Der Wandel des Fernsehbildschirms zur Multi-Screen-Oberfläche und damit die Dechiffrierung der Bild- und Textinformation ein großes Thema in der Branche - das zeigte sich auf der Kölner Tagung. Während VivaPlus auf der Eyes & Ears Conference präsentierte, wie man einen Bildschirm mit bis zu 12 Laufbändern gestalterisch überfrachten kann, will der MDR-Chefdesigner Klaus W. Schuntermann mit seinem neuen Design zeigen, "wie hell, aufgeräumt und leer ein Bild wirken kann. Nicht geschönte Models, sondern sympathische Personen aus dem Sendegebiet, die auf der Straße gecastet wurden, prägen das neue MDR-Erscheinungsbild, das zum 1. Oktober das bereits 11 Jahre alte Design ablösen wird."

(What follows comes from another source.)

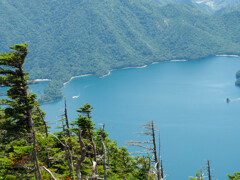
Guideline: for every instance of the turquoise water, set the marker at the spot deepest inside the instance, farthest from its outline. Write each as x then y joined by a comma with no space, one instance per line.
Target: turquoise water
187,101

Drei geschwungene, sich wechselseitig umschlingende Linien sind die visuelle Metapher des neuen MDR-Designs. Sie stehen für die drei Bundesländer Thüringen, Sachsen und Sachsen-Anhalt.

 

"Farbig wie RTL, sachlich wie die ARD und emotional wie ProSieben - dies zusammengemixt ergibt den werblichen Auftritt", erläutert Creative Director Schuntermann. Der MDR-Chefdesigner findet allerdings sein Logo dem des WDR zu ähnlich. Ihm selbst gefällt der von der Berliner Agentur "Melle,Pufe" stammende Entwurf nicht, doch er sei ihm wie ein adoptiertes Kind zugefallen: "Am Anfang habe ich versucht, es wieder abzugeben, jetzt geben wir ihm zu essen und fangen an, es zu lieben."

 

Auch der Rundfunk Berlin-Brandenburg (RBB) feilt an seinem Auftritt. Bis Anfang 2004 wird das Fernsehprogramm in einem Übergangsdesign ausgestrahlt. Wie DMC-Geschäftsführerin Ulrike Krieg andeutet, wird das RBB-Design im Fernsehen weniger flächig werden als dies derzeit Printpublikationen Nahe legen (siehe Bild). Damit dürfte der RBB, ähnlich wie WDR und MDR, im Trend zu einem reduzierten TV-Design liegen, dem auch der ARD-Relaunch folgt.

 

Mit dem ARD-Redesign soll der Wortzug "Das Erste" prägnanter in den Vordergrund rücken an den die Zahl "1" als Trademark-Zeichen angehängt wird. Neben der Wortmarke soll es aber auch Logoanimationen und Trailerverpackungen geben, die mit der animierten mathematischen Funktion "Das Erste" hoch "1" die Potenz der ARD versinnbildlichen sollen.

 

Da um die hochgestellte "1" ein Kreis gezogen wurde, der dem Kabel1-Logo nicht unähnlich ist, befürchtet die ARD als Revanche zur damaligen Klage gegen das Kabel1-Logo nun umgekehrt selbst verklagt zu werden. Immerhin führte dieser Rechtsstreit dazu, dass Kabel1 bis 1999 ein Notlogo ausstrahlen musste. Daher will man nach derzeitigen Planungen das überarbeitete ARD-Designpaket erst schrittweise einführen und die Reaktionen abwarten.

 

Ein Mehrstufenplan zur neuen ARD-Markenwelt sieht ferner vor, dass auch die Landesrundfunk- anstalten die hochgestellte "1" zunächst off Air, später auch on Air in ihre Markenzeichen integrieren. Es stellt sich die Frage, ob eine sicherlich notwendige gemeinsame Dachmarken- strategie aller ARD-Sender einen derartigen Aufwand rechtfertigt, schließlich bleibt 1 hoch 1 immer noch 1.